Я пишу, готовясь со всей труппой[3] к гастролям в Уэст-Пойнте, и при этом мечтаю получить хоть какую-то выгоду от мира в лице «губернатора», который в настоящее время меня избегает.[4] Поскольку немалое число артистов «Лицеума» следуют его примеру, я избавлен от утомительной необходимости следить за ними и их разнообразными нуждами. Хотя, конечно, именно на долю вашего покорного слуги выпала обязанность организовать этот ранний, в восемь часов утра, специальный поезд от Мэдисон-сквер, который, пыхтя, перемещает всех и все — актеров, декорации, костюмы — по направлению к Военной академии. И позволь заметить, это совсем не простое дело, ибо как Нью-Йорк, так и все восточное побережье засыпаны снегом. При этом, однако, публике так не терпится, что иные стоят вдоль тех самых рельсов, по которым мы катим, и машут руками нашему составу так, словно это кеб.
Конечно, в вышеназванном поезде присутствует дражайшая Эллен.[5] Именно с ней одной я делю купе. И если я пребываю в редкостной благости, то лишь благодаря тому факту, что Э. Т. сидит молча, вперив взор в пробегающий мимо снежный пейзаж, не считая тех моментов, когда отправляет очередной лакомый кусочек в пасть своего Драмми, драгоценного терьера, пристроившегося у нее на коленях. Мимолетный взгляд, искоса брошенный на ее неправдоподобно прекрасный профиль, говорит мне о том, что сейчас она «репетирует». Наверняка она мысленно проигрывает роль Порции, поскольку сегодня вечером нам предстоит играть «Венецианского купца» для курсантов Уэст-Пойнта.
Ты, Кейн, тоже сверх всякой меры претерпел и сплин, и уныние, поэтому мне нет нужды описывать тебе эти сырые подвалы, куда порой спускаются и разум, и душа, и все же я обращусь к некоторым подробностям моего собственного спуска. Может быть, стоит назвать это катарсисом? Или исповедью? Неважно, так или иначе, но я должен сначала попросить у тебя прощения за ужасное состояние письма. В этом турне у меня было еще меньше времени для себя, чем в Лондоне, и вздумай я отложить это письмо в сторону до того момента, когда можно было бы привести его в должный вид, боюсь, ты не скоро получил бы весточку от своего старого друга Стокера. Поэтому я отправлю его вовремя, но со словами: не обращай внимания на пятна.[6] Да, это пятна крови. И это моя кровь, пролитая случайно. Я надеюсь на это. И буду об этом молиться, ведь молитва помогала мне до сих пор.
Безусловно, я должен попросить прощения и за мое чистописание.
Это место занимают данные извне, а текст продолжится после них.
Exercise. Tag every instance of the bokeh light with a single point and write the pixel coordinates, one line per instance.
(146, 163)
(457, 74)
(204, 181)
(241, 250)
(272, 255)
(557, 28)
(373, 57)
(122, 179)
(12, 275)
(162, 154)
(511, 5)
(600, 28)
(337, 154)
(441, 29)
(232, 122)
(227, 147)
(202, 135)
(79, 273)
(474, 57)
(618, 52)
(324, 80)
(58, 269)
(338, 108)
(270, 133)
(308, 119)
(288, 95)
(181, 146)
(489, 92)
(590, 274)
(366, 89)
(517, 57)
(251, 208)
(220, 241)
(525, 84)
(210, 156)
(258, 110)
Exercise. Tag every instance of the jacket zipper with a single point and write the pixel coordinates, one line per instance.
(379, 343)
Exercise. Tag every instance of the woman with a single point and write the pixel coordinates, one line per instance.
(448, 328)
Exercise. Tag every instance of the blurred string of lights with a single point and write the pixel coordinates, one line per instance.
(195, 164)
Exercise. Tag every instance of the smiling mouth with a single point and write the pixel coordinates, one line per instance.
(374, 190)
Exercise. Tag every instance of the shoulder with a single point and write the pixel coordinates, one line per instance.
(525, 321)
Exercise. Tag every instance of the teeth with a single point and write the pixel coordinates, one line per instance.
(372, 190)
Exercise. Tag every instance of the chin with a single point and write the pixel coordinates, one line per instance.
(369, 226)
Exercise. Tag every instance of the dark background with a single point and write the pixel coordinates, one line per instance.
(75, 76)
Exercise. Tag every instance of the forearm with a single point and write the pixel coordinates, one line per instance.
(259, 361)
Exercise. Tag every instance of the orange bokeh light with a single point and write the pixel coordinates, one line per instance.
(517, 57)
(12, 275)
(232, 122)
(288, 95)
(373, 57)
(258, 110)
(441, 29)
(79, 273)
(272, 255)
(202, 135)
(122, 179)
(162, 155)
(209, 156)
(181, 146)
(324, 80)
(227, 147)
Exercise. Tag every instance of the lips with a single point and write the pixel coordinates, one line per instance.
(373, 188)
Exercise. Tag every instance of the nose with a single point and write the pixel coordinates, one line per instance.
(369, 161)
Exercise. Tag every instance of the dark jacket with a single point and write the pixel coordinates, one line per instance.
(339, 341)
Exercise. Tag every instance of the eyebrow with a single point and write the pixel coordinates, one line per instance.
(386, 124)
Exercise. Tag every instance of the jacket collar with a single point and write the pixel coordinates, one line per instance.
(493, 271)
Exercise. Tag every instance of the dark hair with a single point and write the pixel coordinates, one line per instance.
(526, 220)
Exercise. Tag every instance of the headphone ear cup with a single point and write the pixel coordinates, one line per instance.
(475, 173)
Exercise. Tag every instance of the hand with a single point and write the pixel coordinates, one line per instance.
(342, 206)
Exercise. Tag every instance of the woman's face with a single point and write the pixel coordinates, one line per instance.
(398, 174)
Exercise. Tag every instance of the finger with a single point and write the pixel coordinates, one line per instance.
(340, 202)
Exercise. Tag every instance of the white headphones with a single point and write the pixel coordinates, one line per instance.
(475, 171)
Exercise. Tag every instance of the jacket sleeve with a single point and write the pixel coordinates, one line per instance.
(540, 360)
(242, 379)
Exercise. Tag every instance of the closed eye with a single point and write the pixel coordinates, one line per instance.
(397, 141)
Поезд трясет, кончик пера скачет по бумаге, но в еще большей степени эти каракули объясняются мумифицированным состоянием моей левой руки, которая от запястья до кончиков пальцев замотана бинтом. На большой палец наложен лубок, что должно способствовать заживлению почти отсеченного сухожилия, а остальные четыре пальца высовываются из-под белой повязки, как весенние побеги из-под снега. А моя правая рука, которой я пишу, похоже, страдает от сочувствия к левой, что и объясняет эту ужасную мазню.
Кровь — да, ее пролился целый поток. И мне еще повезло, что…
Впрочем, нет, нет, нет! Разве не стоило бы признать меня первостатейным невежей и грубияном, вздумай я описывать собственные невзгоды вместо того, чтобы исписать еще полстраницы и поздравить тебя, дорогой друг, с публикацией твоего «Судьи с острова Мэн». Ты знаешь, что «Панч» переименовал его в «Деятеля»? Ну конечно знаешь. Но ты не можешь знать того, что я недавно узнал от твоего американского издателя: за первые три недели роман разошелся здесь в количестве 70 000 экземпляров. Поразительно, воистину поразительно! Россетти[7] был прав, предписывая тебе стать Бардом острова Мэн, ибо таков ты теперь и есть. И я надеюсь, что, когда ты держишь эти замызганные листочки, ты счастлив, сидишь лицом к морю, высоко в твоем любимом замке Гриба. Рядом с тобой Мэри, на коленях у тебя Ральф.[8]